When to Restore an Antique Piano

How do I know when I should have an antique piano restored?


Article Photo
enlarge | A technician should look at any piano you are thinking of having restored. Pictured is a Victorian Steinway grand piano with an African mahogany veneer that’s refinished in a brown and red mahogany satin.
Determining whether to buy or restore an antique piano depends on a number of factors. Pianos built between the turn of the twentieth century and the eve of World War II are among the best ever built. A restored piano from this period can give you the best of both worlds because the cabinet and harp are better on older top-brand pianos, while the strings, leathers, and felts are better today.

Antique pianos often have cases with handcrafted carvings in styles ranging from traditional and Louis XV to French provincial and Victorian. Many also have exquisite veneers such as African or Honduran mahogany, burled walnut, rosewood, or oak. Some have ivory keys, only available today on these rare vintage pieces.

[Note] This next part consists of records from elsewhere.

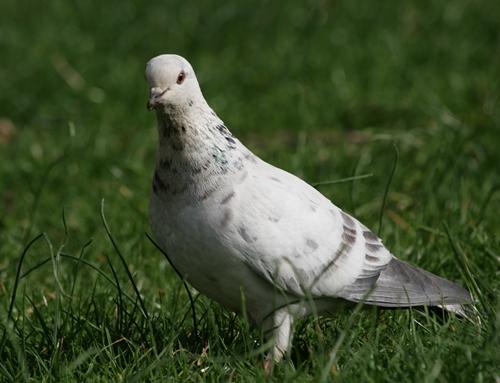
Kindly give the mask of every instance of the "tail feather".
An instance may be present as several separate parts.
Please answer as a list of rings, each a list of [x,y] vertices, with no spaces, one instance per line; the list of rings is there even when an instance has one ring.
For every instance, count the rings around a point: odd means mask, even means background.
[[[343,297],[384,307],[439,306],[457,313],[463,312],[462,304],[472,302],[463,287],[397,258],[389,262],[371,289],[363,287],[353,285]]]

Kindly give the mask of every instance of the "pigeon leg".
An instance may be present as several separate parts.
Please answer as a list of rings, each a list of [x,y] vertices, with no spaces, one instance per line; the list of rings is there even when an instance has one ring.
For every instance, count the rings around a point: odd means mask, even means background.
[[[271,372],[273,362],[278,363],[283,356],[290,350],[293,338],[293,316],[287,307],[277,310],[267,330],[274,338],[274,346],[264,359],[264,370],[266,375]]]

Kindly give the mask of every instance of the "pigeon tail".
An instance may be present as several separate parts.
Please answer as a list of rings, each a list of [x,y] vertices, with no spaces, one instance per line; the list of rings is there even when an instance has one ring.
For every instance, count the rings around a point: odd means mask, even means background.
[[[460,315],[465,313],[462,304],[472,303],[463,287],[395,257],[371,290],[356,289],[354,285],[342,297],[383,307],[438,306]]]

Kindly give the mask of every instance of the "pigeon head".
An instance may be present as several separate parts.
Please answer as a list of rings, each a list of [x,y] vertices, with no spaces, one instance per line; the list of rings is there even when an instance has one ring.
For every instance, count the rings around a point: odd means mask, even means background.
[[[191,64],[181,56],[165,54],[152,58],[146,65],[146,79],[149,110],[178,111],[203,99]]]

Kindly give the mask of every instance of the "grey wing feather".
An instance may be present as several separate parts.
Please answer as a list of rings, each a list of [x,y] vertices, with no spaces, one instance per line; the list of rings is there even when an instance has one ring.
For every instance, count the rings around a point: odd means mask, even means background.
[[[395,257],[378,278],[369,282],[354,283],[340,296],[384,307],[447,306],[472,301],[463,287]]]

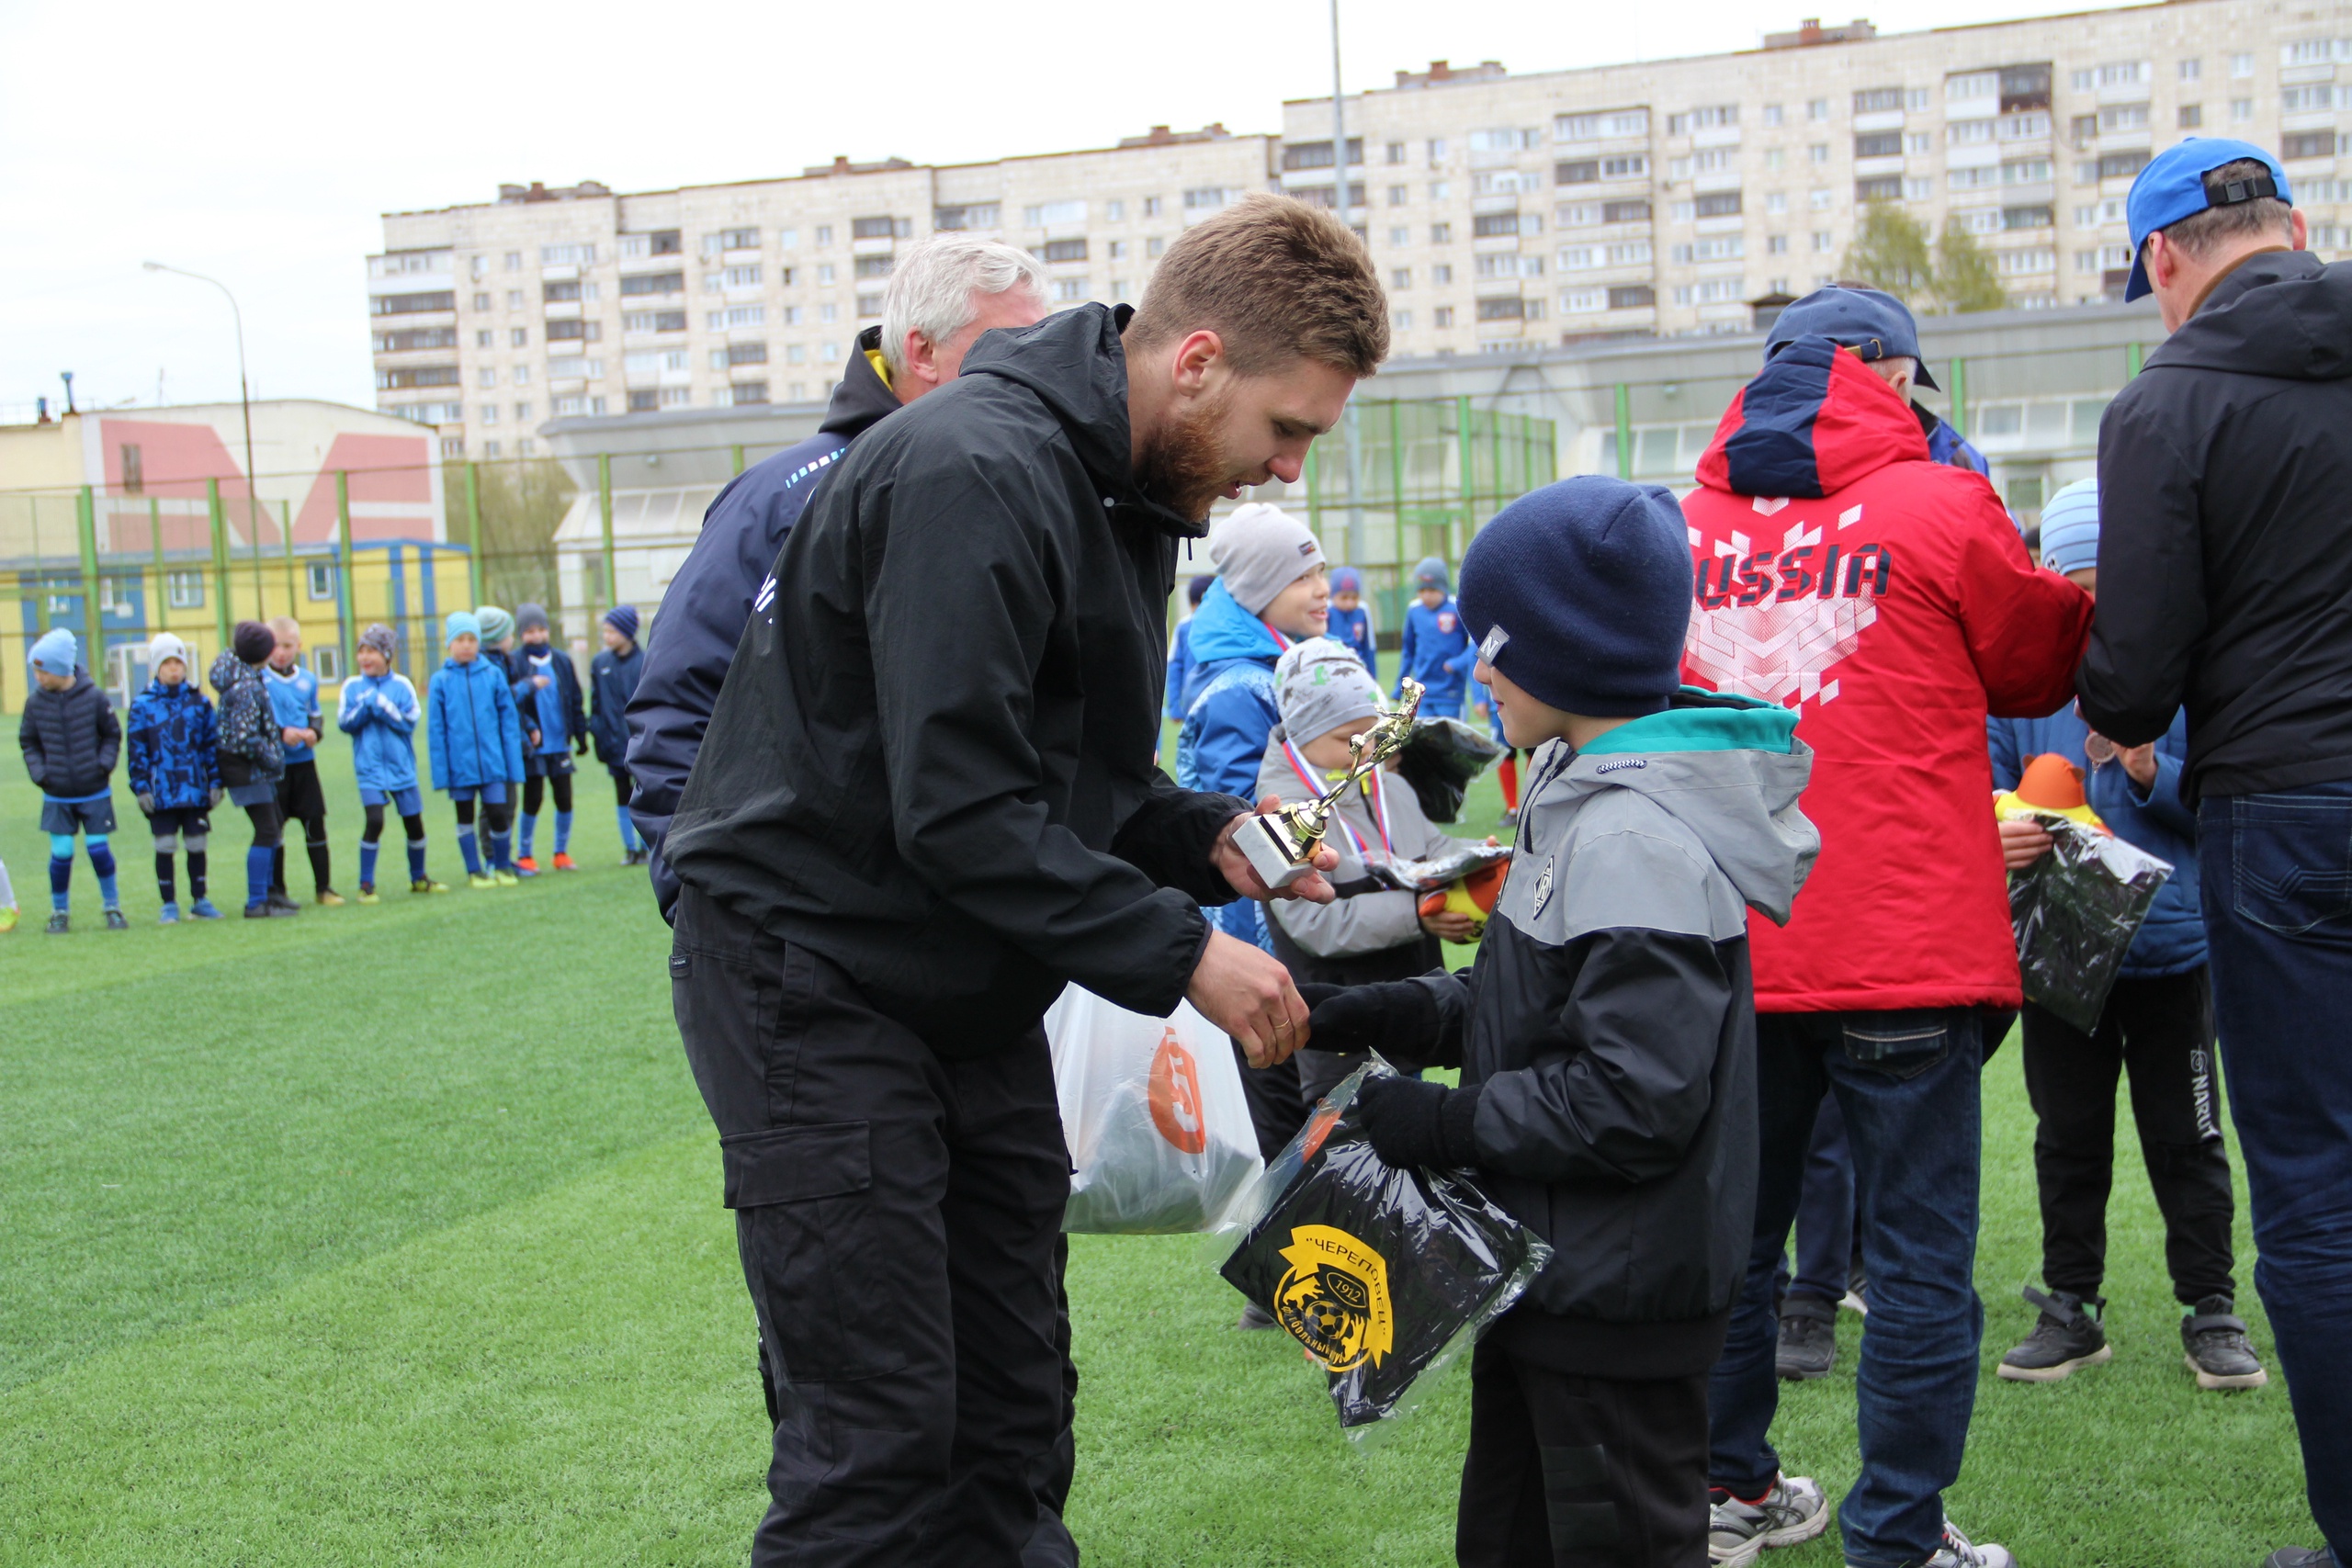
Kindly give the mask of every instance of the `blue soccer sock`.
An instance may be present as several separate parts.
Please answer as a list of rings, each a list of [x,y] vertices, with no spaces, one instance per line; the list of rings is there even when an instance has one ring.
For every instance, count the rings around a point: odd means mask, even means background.
[[[245,907],[269,902],[269,872],[272,844],[255,844],[245,852]]]
[[[458,852],[466,857],[466,874],[481,874],[481,840],[470,822],[458,824]]]
[[[122,908],[114,885],[114,846],[104,833],[92,833],[83,839],[82,847],[89,852],[90,869],[98,874],[98,897],[109,909]]]
[[[531,840],[537,836],[539,819],[526,813],[523,818],[523,858],[531,858]]]
[[[555,852],[558,854],[563,854],[569,852],[571,848],[571,813],[569,811],[559,811],[555,814]]]
[[[379,846],[373,839],[359,840],[359,886],[362,887],[376,886],[376,854],[379,848]]]
[[[512,833],[491,834],[490,864],[492,870],[513,871],[514,869],[514,857],[508,853],[508,848],[512,844],[514,838],[514,835]]]
[[[59,914],[73,901],[74,835],[51,833],[49,836],[49,906]]]
[[[408,879],[411,882],[424,880],[424,840],[423,839],[411,839],[408,841]]]
[[[620,824],[622,849],[628,851],[630,854],[635,854],[638,851],[645,847],[638,839],[637,824],[630,820],[628,807],[614,807],[613,820]]]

However, pianos can wear down over time. The finish begins to darken and crack. The strings no longer hold a tune. The felts start to harden, changing the once rich tone to one that is bright and hard to the ear. These are among the indicators that an old piano is in need of restoration.

There once were thousands of piano manufacturers, however, a technician will be able to analyze the brand and the condition and help you determine whether a vintage instrument is worth buying or restoring. If it’s worth restoring, an antique piano will cost a fraction of a new one of comparable quality. In fact, that antique piano could very well be a diamond in the rough.